Now that we have passed the halfway point of the year, it seems a good time to revisit the predictions we made at the beginning of 2005 to see how they have played out. Our overall view was that the markets would experience a "muddle through" environment in terms of returns, and so far, that has certainly happened.
Led by a slowdown in consumer spending, U.S. real GDP growth slows to less than 3.5 percent. For gross domestic product (GDP) growth to be less than 3.5 percent, we would need to see a slowdown from the reasonably good growth we saw in the first half of the year. We think that will happen as a result of the year-over-year increase in oil prices, the year-over-year rise in short-term interest rates and the strength of the dollar in 2005.
Every major economy in the world slows, but Asia continues to lead while Europe continues to lag. We believe every major economy will have experienced slower growth by year-end. Clearly, we have been seeing this happen in most parts of the world, particularly in Europe. At the end of the year, we expect to see Asia leading the growth parade, Europe in last place and the United States somewhere in the middle.
Profits advance less than the 10 percent forecast as surprises are no longer positive due to slowing demand and some margin pressure. For this prediction to come true, we will need to see some slowdown in corporate profits for the rest of the year. First-quarter profits were stronger than expected, and with reduced expectations for the second quarter, we would not be surprised to see profits exceed expectations once again. However, with expectations for third- and fourth-quarter growth in the low to middle double digits, we would expect to see disappointments in the second half of the year.
U.S. stocks struggle but outperform bonds and cash for the third consecutive year. For this to happen, we will need to see some combination of stocks performing better than they have so far this year and bonds performing worse. We think the second half of the year will see better performance for stocks. While we have been encouraged by the rally that has occurred over recent weeks, we continue to believe that stocks will muddle through.
Strong balance sheets and high excess cash flow generation create an increase in M&A activity along with dividend increases, stock buy-backs and capital spending. Merger-and-acquisition (M&A) activity started the year at a record pace, and has continued to be strong, driven by high amounts of excess cash and the fact that many companies are experiencing difficulty growing organically. If M&A activity picks up during the second half of the year, as we expect it might, 2005 could be the strongest M&A year in history (2000 currently holds that distinction). At the same time, dividend and share buy-back activity has been strong so far this year, and capital spending has improved recently from a lackluster pace.
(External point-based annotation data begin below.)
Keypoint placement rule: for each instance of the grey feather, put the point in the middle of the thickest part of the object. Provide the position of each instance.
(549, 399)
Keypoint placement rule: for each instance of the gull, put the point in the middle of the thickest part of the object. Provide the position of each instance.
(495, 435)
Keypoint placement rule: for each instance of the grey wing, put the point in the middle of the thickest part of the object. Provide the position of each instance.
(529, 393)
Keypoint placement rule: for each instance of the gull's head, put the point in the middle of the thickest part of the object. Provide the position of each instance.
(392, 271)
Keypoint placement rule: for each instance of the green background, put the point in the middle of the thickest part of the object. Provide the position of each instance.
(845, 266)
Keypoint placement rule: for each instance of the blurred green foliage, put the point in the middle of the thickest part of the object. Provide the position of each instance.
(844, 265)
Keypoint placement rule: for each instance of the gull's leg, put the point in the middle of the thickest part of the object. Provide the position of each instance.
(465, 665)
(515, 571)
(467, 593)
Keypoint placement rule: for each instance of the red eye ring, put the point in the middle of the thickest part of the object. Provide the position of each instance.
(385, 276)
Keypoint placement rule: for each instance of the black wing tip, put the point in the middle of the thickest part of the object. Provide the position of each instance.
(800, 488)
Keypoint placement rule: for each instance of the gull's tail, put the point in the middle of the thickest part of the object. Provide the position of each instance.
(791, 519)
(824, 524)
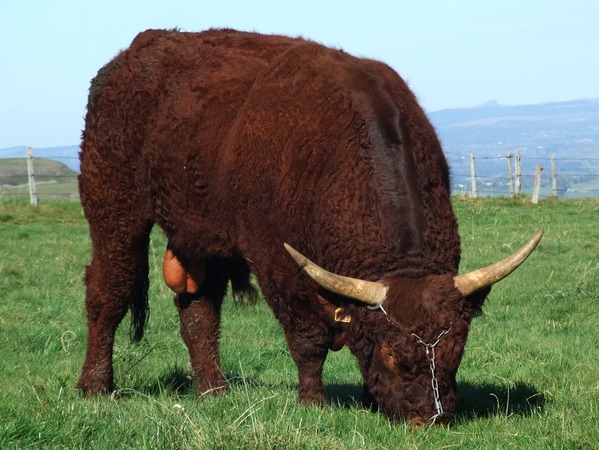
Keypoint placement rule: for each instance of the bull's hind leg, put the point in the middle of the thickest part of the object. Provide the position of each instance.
(116, 280)
(200, 328)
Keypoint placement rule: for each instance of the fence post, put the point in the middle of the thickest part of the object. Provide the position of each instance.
(554, 176)
(537, 185)
(510, 175)
(518, 168)
(31, 176)
(474, 193)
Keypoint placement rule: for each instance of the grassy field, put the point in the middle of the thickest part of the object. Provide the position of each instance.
(529, 379)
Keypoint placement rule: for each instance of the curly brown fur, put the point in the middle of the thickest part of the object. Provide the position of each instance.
(234, 143)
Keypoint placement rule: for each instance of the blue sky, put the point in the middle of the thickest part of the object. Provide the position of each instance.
(453, 53)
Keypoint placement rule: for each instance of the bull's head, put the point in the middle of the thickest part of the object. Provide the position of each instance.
(410, 338)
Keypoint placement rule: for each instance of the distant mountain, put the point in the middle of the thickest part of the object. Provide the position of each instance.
(570, 130)
(565, 128)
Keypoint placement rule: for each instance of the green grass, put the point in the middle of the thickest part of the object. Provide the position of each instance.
(529, 378)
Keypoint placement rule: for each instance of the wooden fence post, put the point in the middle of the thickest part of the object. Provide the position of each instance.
(518, 168)
(537, 185)
(31, 175)
(510, 175)
(474, 193)
(554, 176)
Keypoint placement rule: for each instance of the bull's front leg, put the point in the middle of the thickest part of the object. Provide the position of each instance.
(309, 353)
(200, 288)
(200, 329)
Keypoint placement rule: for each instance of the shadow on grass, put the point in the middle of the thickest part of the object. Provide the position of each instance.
(488, 399)
(179, 382)
(475, 401)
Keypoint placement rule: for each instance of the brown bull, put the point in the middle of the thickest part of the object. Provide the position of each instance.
(242, 147)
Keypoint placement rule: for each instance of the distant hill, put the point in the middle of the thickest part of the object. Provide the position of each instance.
(565, 128)
(13, 171)
(570, 130)
(68, 155)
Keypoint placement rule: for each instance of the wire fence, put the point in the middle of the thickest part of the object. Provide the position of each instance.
(55, 176)
(488, 176)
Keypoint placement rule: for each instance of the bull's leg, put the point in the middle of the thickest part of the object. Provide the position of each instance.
(116, 280)
(309, 354)
(200, 328)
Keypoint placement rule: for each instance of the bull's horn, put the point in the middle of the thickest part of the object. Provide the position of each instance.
(370, 292)
(474, 281)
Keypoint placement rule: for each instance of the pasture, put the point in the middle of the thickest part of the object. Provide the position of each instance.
(529, 378)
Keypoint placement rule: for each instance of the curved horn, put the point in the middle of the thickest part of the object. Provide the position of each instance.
(474, 281)
(370, 292)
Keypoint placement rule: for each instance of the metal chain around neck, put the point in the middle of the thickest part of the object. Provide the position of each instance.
(430, 355)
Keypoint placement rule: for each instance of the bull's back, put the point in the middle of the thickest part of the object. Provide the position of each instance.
(158, 115)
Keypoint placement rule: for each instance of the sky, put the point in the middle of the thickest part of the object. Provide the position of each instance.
(453, 53)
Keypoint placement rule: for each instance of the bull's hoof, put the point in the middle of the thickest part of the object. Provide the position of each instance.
(315, 399)
(212, 390)
(94, 389)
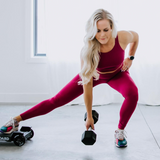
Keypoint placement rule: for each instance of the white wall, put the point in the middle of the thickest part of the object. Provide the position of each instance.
(20, 80)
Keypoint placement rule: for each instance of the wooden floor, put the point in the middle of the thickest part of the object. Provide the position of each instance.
(58, 134)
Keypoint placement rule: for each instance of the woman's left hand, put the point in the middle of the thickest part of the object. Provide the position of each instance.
(126, 64)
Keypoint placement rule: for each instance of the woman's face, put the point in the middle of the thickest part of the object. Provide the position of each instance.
(104, 31)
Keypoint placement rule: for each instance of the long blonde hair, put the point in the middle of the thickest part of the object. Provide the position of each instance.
(91, 49)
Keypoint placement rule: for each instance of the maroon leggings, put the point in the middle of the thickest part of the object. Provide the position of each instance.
(120, 81)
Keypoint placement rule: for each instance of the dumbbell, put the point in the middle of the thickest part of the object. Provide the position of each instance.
(89, 137)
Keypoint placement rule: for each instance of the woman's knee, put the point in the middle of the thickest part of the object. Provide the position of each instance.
(132, 92)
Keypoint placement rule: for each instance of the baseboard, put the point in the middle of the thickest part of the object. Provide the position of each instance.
(23, 97)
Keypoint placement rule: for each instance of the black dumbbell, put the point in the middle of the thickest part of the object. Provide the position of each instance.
(89, 137)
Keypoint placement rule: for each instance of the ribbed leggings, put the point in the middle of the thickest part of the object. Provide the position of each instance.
(120, 81)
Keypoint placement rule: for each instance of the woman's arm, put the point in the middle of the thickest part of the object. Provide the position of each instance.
(125, 38)
(88, 96)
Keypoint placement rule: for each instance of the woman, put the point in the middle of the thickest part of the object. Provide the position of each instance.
(102, 61)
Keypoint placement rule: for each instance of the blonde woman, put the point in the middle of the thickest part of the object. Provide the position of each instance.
(102, 61)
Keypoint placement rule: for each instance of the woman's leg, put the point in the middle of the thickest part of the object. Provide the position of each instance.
(71, 91)
(124, 84)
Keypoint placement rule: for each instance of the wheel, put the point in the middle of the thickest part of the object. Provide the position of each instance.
(19, 140)
(32, 134)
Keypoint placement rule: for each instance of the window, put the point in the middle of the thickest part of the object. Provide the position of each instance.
(39, 36)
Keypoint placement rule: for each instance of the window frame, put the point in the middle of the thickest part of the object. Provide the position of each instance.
(35, 26)
(29, 33)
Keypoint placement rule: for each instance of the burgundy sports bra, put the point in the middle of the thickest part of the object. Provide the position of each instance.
(111, 61)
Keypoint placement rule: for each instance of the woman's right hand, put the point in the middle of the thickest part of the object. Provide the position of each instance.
(89, 123)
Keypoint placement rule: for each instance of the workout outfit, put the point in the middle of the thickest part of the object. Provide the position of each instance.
(120, 81)
(109, 68)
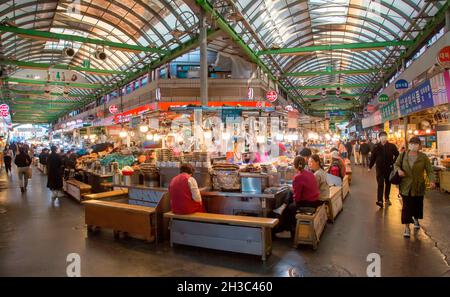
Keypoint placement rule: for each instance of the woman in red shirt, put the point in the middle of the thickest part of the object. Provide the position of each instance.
(305, 194)
(184, 193)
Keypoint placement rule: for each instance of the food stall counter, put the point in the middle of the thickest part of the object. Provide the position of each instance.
(238, 203)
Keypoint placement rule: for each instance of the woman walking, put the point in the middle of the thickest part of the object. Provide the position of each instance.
(7, 159)
(23, 162)
(55, 171)
(411, 166)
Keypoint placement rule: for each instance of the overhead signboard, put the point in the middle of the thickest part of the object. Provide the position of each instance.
(383, 98)
(113, 109)
(293, 119)
(230, 114)
(390, 111)
(250, 93)
(419, 98)
(271, 96)
(401, 84)
(126, 116)
(443, 57)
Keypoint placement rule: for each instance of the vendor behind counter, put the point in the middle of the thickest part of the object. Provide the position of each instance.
(185, 197)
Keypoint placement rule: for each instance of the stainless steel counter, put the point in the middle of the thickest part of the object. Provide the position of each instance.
(231, 203)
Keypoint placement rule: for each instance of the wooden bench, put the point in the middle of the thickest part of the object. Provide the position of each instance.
(310, 227)
(241, 234)
(334, 204)
(107, 195)
(345, 187)
(132, 220)
(77, 189)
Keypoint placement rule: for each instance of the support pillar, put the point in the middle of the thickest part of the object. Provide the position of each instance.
(203, 59)
(447, 20)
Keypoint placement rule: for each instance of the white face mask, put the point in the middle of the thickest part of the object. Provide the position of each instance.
(413, 147)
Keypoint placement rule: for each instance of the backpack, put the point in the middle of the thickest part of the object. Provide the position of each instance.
(335, 170)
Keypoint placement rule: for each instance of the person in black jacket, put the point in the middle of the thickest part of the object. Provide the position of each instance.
(364, 149)
(55, 171)
(384, 155)
(23, 162)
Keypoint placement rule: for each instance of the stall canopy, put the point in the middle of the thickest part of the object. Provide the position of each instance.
(314, 49)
Commodities perform well again with oil prices averaging more than $40 per barrel. Most commodities have performed well this year, and at this point it seems certain that oil will average over $40 per barrel. At this point, that hardly seems a daunting task, but it is important to remember that at the beginning of the year, oil was at $41 per barrel and most thought it would be headed lower. Oil prices are up approximately 50 percent so far this year, driven by supply and demand factors, and we don't expect these factors to change, meaning that oil prices will likely remain high.
While significant structural problems remain, the U.S. federal budget deficit, trade deficit and current-account deficit will all improve for the first time in 10 years. This was a rather tenuous prediction when we made it, and although the U.S. federal budget deficit will improve in 2005, the current account deficit has continued to worsen and the trade deficit has flattened out at a very high level.
Against this backdrop, we continue to expect a back-and-forth environment for the markets. For the rest of the year, we expect a slightly more difficult environment for bonds and a slightly better one for equities.